La Corte recordó su jurisprudencia y la del Consejo de Estado sobre la responsabilidad del Estado por daños causados a la ciudadanía durante enfrentamientos armados entre la Fuerza Pública y grupos delincuenciales.

Bogotá D.C., julio de 2026. News Press Service. En 2015, en Medellín, Luisa María de 12 años, recibió un impacto de bala por cuenta de un intercambio de disparos entre oficiales de la Policía y un grupo delincuencial que había intentado hurtar un vehículo. La lesión le dejó deformidad física permanente, perturbación funcional permanente del órgano de la locomoción y transitoria de la extremidad inferior izquierda.
Dado que el intercambio de disparos no estaba dirigido en su contra, ni se encontraba vinculada a actividad ilegal alguna que pudiera motivar un atentado en su perjuicio, la familia de Luisa María presentó una demanda de reparación directa en contra del Ministerio de Defensa y de la Policía. El propósito era que se declarara la responsabilidad administrativa y patrimonial por las lesiones sufridas por la entonces menor de edad.
En primera instancia, un juzgado condenó a la entidad al pago de perjuicios morales y daños de salud, mientras que, en segunda instancia, se revocó la decisión, por lo que la familia invocó el amparo a través de tutela.
La Sala Quinta de Revisión, integrada por la magistrada Paola Andrea Meneses Mosquera y los magistrados Miguel Polo Rosero y Jorge Enrique Ibáñez Najar, quien la preside, protegió los derechos al debido proceso, al acceso a la administración de justicia, a la reparación integral y a la igualdad de Luisa María.

La Corte recordó que el Consejo de Estado ha dicho que la responsabilidad del Estado por daños causados a la ciudadanía durante enfrentamientos armados entre la Fuerza Pública y grupos delincuenciales resulta aplicable cuando:
1). Hay falla en el servicio: se materializa cuando se acredita el uso indebido, excesivo o desproporcionado de la fuerza por parte de los oficiales, o cuando se omiten deberes de prevención y protección.
2). Hay daño especial: se presenta cuando, aun actuando de forma legal, se termina imponiendo cargas a un ciudadano de manera desigual.

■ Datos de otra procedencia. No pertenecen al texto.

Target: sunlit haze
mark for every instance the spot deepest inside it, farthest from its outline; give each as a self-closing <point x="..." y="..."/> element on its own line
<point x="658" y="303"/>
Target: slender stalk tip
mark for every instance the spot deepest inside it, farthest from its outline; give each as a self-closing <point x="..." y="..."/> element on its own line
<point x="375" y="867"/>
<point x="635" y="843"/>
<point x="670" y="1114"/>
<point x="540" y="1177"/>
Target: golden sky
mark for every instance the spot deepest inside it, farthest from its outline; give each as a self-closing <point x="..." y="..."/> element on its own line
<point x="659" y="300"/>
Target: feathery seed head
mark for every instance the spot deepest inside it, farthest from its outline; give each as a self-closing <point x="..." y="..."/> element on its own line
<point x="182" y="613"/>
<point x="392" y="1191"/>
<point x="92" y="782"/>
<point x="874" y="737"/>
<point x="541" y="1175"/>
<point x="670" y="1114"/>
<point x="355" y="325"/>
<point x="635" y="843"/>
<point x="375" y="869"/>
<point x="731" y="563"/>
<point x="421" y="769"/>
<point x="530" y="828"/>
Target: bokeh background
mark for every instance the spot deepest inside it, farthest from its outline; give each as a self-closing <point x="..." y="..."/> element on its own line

3). Hay riesgo excepcional: se produce cuando el daño se vincula a la peligrosidad propia de las armas, equipos o actividades desplegadas por la Fuerza Pública, incluso cuando estas se utilicen dentro del marco de la legalidad y de acuerdo con los protocolos establecidos.
Asimismo, la Corte resaltó su Sentencia SU-353 de 2020 en el cual se refirió a los títulos de imputación de falla del servicio, riesgo excepcional y daño especial, resaltando que la responsabilidad puede configurarse tanto por la creación de un riesgo como por la ruptura del equilibrio de las cargas.

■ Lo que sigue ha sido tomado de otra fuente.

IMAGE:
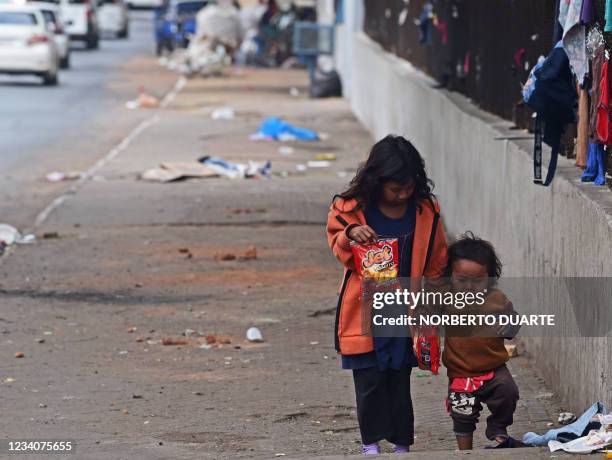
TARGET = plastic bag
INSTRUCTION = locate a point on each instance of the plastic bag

Si bien, aunque no existe una línea unificada sobre la responsabilidad estatal
por daños a civiles en operaciones legítimas de la Fuerza Pública, la jurisprudencia constitucional sí ha construido criterios suficientes para orientar el juicio de responsabilidad en escenarios.
En el caso concreto, la Corte señaló que el tribunal, que definió la decisión de segunda instancia, valoró el daño antijurídico sufrido por Luisa María, incluyendo la historia clínica, los informes periciales forenses y los informes de balística, concluyendo que la lesión en la pierna fue ocasionada por un proyectil distinto al armamento de dotación oficial de la Policía Nacional.
Sin embargo, la Sala advierte que dicha valoración no fue integral respecto del contexto en el que ocurrió la lesión ni, especialmente, sobre las pruebas que permitían reconstruir la dinámica del operativo policial. Así las cosas, para la Corte, el tribunal no articuló los informes policiales ni la pericia balística con la circunstancia de que Luisa María quedó expuesta en un espacio público residencial en el intercambio de disparos.
En conclusión, la valoración de pruebas en materia de responsabilidad estatal no puede realizarse de manera fragmentada o aislada, sino que debe atender al contexto temporal y situacional en el que ocurrieron los hechos.
Por lo anterior, la Corte protegió los derechos de Luisa María y su madre, dejó sin efectos la decisión de segunda instancia que negaba el pago de la reparación directa y le ordenó a esa entidad judicial dictar una sentencia de reemplazo.